The rules are retroactive to tests currently on the market.

Only about a dozen tests have been authorized by the FDA, with about 200 more in pre-authorization or authorization-review stages, the FDA said last week.

“These tests may be important for guiding our next steps in the fight against this pandemic, such as by providing information on disease prevalence and the frequency of asymptomatic infection, and also by identifying potential donors of ‘convalescent plasma,’ an approach in which blood plasma containing antibodies from a recovered individual serves as a therapy for an infected patient with severe or immediately life-threatening disease,” FDA representatives said last week.

In Marin, Willis has said the county’s contact investigators are asking those who have recovered from COVID-19 if they are willing to donate plasma, and most of the more than 200 patients have said yes, according to the Marin Independent Journal.

The county’s pool of potential donors comes only from those previously diagnosed with an active infection using the nasal-swab test, and plasma from each donor could be used to help treat as many as four patients.

It remains unclear whether or how long those with antibodies will have enough effective antibodies to fight off reinfection, and the WHO and other agencies, including the Marin health department, continue to warn that there is not enough evidence of test accuracy or antibody-mediated immunity to dictate public-health policies or to guide individual behavior, which would include so-called “immunity passports” that may allow those with positive antibody tests to return to normal life.

Other developments

• Marin County will be required to send vote-by-mail ballots to all registered voters for the Nov. 3 general election under a statewide executive order issued May 8. Such ballots usually are sent only to registered voters who have opted in to permanent mail-in voting.

“No Californian should be forced to risk their health in order to exercise their right to vote,” Newsom said.

• Officials for the California Department of Motor Vehicles say they hope to begin reopening field offices as early as this month, which may include the office in Corte Madera. Offices would open for in-person visits by appointment.

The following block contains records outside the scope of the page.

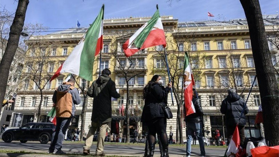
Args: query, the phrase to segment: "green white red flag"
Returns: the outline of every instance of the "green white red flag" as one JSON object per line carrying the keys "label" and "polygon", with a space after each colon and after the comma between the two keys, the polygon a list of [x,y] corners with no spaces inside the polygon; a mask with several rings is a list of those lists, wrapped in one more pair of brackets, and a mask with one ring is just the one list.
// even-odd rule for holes
{"label": "green white red flag", "polygon": [[[53,104],[53,106],[55,106],[55,104]],[[47,114],[47,116],[49,117],[49,120],[52,123],[54,124],[55,125],[56,125],[56,112],[55,110],[55,107],[52,107],[52,108],[50,110],[49,113]]]}
{"label": "green white red flag", "polygon": [[157,7],[151,19],[137,31],[123,44],[122,48],[127,57],[145,48],[161,45],[166,47],[166,43]]}
{"label": "green white red flag", "polygon": [[50,82],[65,73],[78,75],[88,81],[93,80],[94,59],[103,47],[104,7],[103,5],[96,19]]}
{"label": "green white red flag", "polygon": [[184,84],[184,102],[186,110],[186,116],[196,113],[194,104],[192,102],[193,98],[193,86],[195,85],[194,77],[190,64],[189,57],[187,53],[185,53],[184,62],[184,73],[183,79]]}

The DMV closed field offices March 27 and extended driver-license expiration dates for residents younger than 70 until May 31, with 120-day extensions for those older than 70, as they are at higher risk of complications from COVID-19. Services available online, at dmv.ca.gov, include vehicle-registration renewals, title transfers, lost driver’s-license replacements and temporary license extensions.

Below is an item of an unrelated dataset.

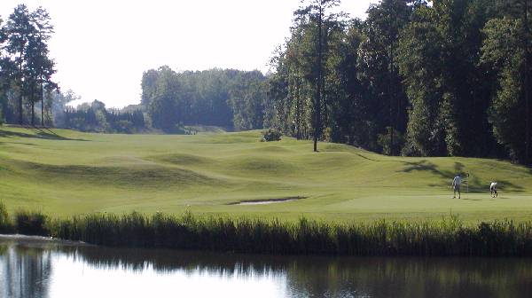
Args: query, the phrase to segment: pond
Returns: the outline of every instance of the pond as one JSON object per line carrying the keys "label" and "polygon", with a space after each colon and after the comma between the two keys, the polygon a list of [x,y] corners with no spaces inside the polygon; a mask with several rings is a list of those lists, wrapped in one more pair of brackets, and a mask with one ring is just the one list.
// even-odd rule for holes
{"label": "pond", "polygon": [[532,259],[276,256],[0,236],[0,297],[531,297]]}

• Health officials in the Bay Area and across the U.S. and Europe are reporting dozens of cases of what’s being called pediatric inflammatory multisystem syndrome, or PIMS, in which children who have tested positive for COVID-19 or antibodies against it have inflammation of the blood vessels, heart, skin and eyes. The symptoms are similar to the rare disorder Kawasaki disease and can cause aneurysms if left untreated.

• Three members of the White House Coronavirus Task Force — National Institute of Allergy and Infectious Diseases Director Dr. Anthony Fauci, CDC Director Dr. Robert Redfield and FDA Commissioner Dr. Stephen Hahn — are self-quarantining for two weeks after reportedly coming into contact with someone with COVID-19. They’re being tested daily. The news, announced May 9, came a day after Vice President Mike Pence’s press secretary tested positive, though it was not made clear to whom the task force members had been exposed.

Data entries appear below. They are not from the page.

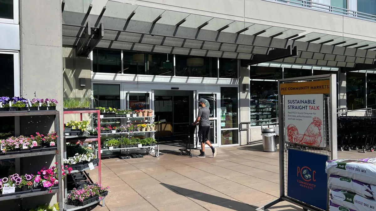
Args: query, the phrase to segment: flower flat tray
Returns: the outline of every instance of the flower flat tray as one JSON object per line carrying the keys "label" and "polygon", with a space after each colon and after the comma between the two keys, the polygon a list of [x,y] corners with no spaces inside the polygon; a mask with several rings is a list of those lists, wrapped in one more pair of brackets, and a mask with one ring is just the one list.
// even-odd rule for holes
{"label": "flower flat tray", "polygon": [[90,162],[86,164],[81,164],[81,165],[64,165],[64,166],[67,166],[67,167],[65,168],[69,168],[71,167],[72,168],[72,170],[77,170],[79,171],[81,171],[83,170],[83,169],[87,169],[89,167],[89,164],[90,163],[92,163],[93,165],[95,165],[96,164],[98,164],[99,162],[99,158],[93,159],[90,161]]}
{"label": "flower flat tray", "polygon": [[23,150],[21,151],[14,151],[13,152],[7,152],[6,153],[0,153],[0,156],[1,155],[13,155],[14,154],[20,154],[22,153],[29,153],[30,152],[44,152],[45,151],[52,151],[57,149],[57,146],[52,147],[46,147],[45,148],[39,148],[39,149],[29,149],[27,150]]}
{"label": "flower flat tray", "polygon": [[144,155],[142,155],[141,153],[136,153],[135,154],[131,154],[130,155],[133,158],[140,158],[144,157]]}
{"label": "flower flat tray", "polygon": [[129,159],[130,158],[130,156],[129,156],[126,155],[119,155],[119,158],[122,160]]}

• An internal White House model prepared by the Federal Emergency Management Agency is reportedly predicting as many as 3,000 COVID-19-related deaths per day in the U.S. by June 1, according to the New York Times. The Times reports the average daily deaths are about 1,750 under its own models, and the WHO reported the U.S. peak to date at 2,909 deaths on April 30.

Meanwhile, a popularly cited public model by the Institute for Health Metrics and Evaluation at the University of Washington has doubled its predicted total U.S. deaths to roughly 137,000 by Aug. 4 as states begin to reopen. Its mid-April projection was roughly 61,500 total U.S. deaths by Aug. 4, a figure already surpassed.